1. Description of the Plan (continued)

Notes Receivable from Participants

Actively employed participants may borrow from their individual accounts a minimum of $1,000, up to the lesser of $50,000 reduced by the highest outstanding loan balance during the previous 12 months, 50% of the participants’ total account balance, or the participants’ total account balance excluding Company matching contributions. Loan terms range from 1 to 5 years, or up to 15 years for the purchase of a primary residence, and early payoffs can be made without penalty. The loans are secured by the balance in the participant’s account and bear interest at a fixed rate equal to the prime rate plus 1%, determined as of the loan date. Interest rates ranged from 4.25% to 9.50% on loans outstanding as of December 31, 2024. Principal and interest are repaid either through after-tax payroll deductions or by personal disbursements sent directly to Fidelity Management Trust Company (the Trustee). Loans outstanding do not affect the amount of annual matching contributions the Company pays to participants’ accounts. The number of loans that a participant can take is limited to two new loans per calendar year.

Benefit Payments

Inactive Employees: Participants who leave the Company may choose a single cash payment, installment payments, partial payments or whole shares of PACCAR Inc common stock included in the participant’s account, plus a cash payment for the remaining balance, or have their account balance remain in the Plan until reaching the Required Beginning Date. Participants who leave the Company whose account balance is less than $1,000 will automatically receive a single cash payment. The Plan will establish an Individual Retirement Account for participants who leave the Company whose account balance is more than $1,000 but less than $7,000, unless they make an election to receive a distribution or rollover their balance to another retirement account.

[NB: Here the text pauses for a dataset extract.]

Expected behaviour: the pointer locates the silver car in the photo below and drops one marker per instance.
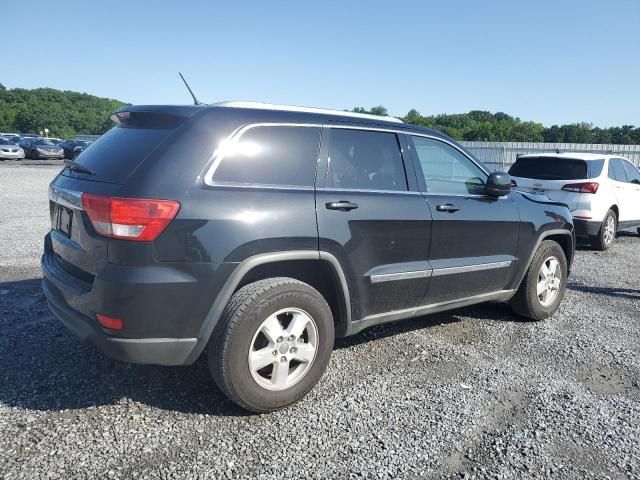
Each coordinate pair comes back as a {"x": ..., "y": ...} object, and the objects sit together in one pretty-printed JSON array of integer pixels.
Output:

Active Employees: Payment options for active employees are as follows: (1) employees who have reached age 59½ may elect to have their account balance distributed to them in one lump sum of either all or a portion of their participant account without penalty and (2) employees who have not reached 59½ and have established financial hardship have the option to withdraw from their participant account balance which may, in certain circumstances, result in a penalty.

Plan Termination

It is the intention of the Company that the Plan will continue indefinitely. However, should the Company elect to terminate the Plan subject to the provisions of ERISA, the termination date shall be treated as the valuation date, and the balances in the participants’ accounts will be distributed to them.

Expenses

Investment management fees are charged to the applicable investment fund. Participant recordkeeping fees and other administrative fees may be paid from the Company's general assets or from the Plan's forfeiture account. Loans and other participant fees are charged to each applicable participant account.